The University has floated four possible models, listed in a recently released green paper. The university has outlined four proposals relating to how academic ability should be considered and four proposals relating to how co-curricular activities should be considered.
The ANU+ model is essentially the current system, with added co-curricular requirements. The ANU is concerned about the system’s lack of diversity and its history of disadvantaging low-SES students. According to the 2017-2021 Strategic Plan, only four per cent of ANU students are from disadvantaged backgrounds.
Improving how the admissions process influences diversity is one of the goals of the ANU and ANUSA.
The ANUSA vice-president, Eleanor Kay, told Woroni that ensuring diversity was a concern for the students’ association.

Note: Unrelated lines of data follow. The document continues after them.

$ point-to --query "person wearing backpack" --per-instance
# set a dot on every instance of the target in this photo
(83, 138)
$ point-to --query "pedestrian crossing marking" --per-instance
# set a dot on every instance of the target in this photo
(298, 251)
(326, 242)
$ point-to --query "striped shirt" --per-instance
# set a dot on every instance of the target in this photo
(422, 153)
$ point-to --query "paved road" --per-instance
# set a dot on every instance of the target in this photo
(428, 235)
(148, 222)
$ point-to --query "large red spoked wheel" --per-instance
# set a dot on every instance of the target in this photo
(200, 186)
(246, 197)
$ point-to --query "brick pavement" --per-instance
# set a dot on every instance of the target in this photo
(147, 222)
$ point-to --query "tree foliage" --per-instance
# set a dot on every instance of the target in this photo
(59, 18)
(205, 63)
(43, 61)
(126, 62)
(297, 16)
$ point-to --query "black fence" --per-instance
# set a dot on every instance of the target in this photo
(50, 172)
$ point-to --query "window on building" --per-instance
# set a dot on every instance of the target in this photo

‘Diversity is important as it enhances our education, giving us opportunities to learn from other people with different life experiences to us. It’s also important as part of challenging historic injustices, and taking a stand as the national university against systemic oppression,’ Kay said.
Kay said that the ANU is leaning towards the so-called ‘National’ System. Under this model, the three highest ranked students at every high school in Australia would receive an offer.
Vacancies would then be filled using the ATAR+ system, which is closely resembles the present model.
Students will still have to meet the ANU’s co-curricular threshold in order to receive an offer.
The University like the simplicity of the ‘National’ system and are confident that it will improve diversity on campus.
Though there is another model which emphasises quotas and affirmative action, the University and ANUSA are concerned about its efficacy. Under this system, the ANU would reserve places for low-SES and Indigenous students.
‘If you put a student that doesn’t have the academic background in a degree there is significant strain on their mental health … it can be really detrimental to you as a person,’ Kay told an SRC meeting in May.
ANUSA won’t have to endorse a model until 5 September, when a vote will be taken.
Kay said she presently preferred the ‘National’ model. ‘I am interested in the National model for academic admissions. Students I have discussed it with have generally been positive towards it, with some caution…This is the feedback I will be taking back to the committee,’ she said.
ANUSA has a student representative on the working group proposing the changes, as well as the Coursework Awards and Admissions Committee (CAAC) and the University Education Committee (UEC).
ANUSA is currently seeking the advice of students through a survey which can be found on their website. ANUSA says it will take students’ feedback into account when deciding what changes need to be made and, ultimately, which model to endorse.
‘These changes have the potential to totally change the makeup of the student body and thus the student experience and the direction of the university,’ Kay said. ‘Students should care about how our campus could change in the future, and we should be given opportunities to explain how our identities and our experiences intersect with our education.’
The ANU is planning on implementing the new model in 2019, ready for first- year students in 2020.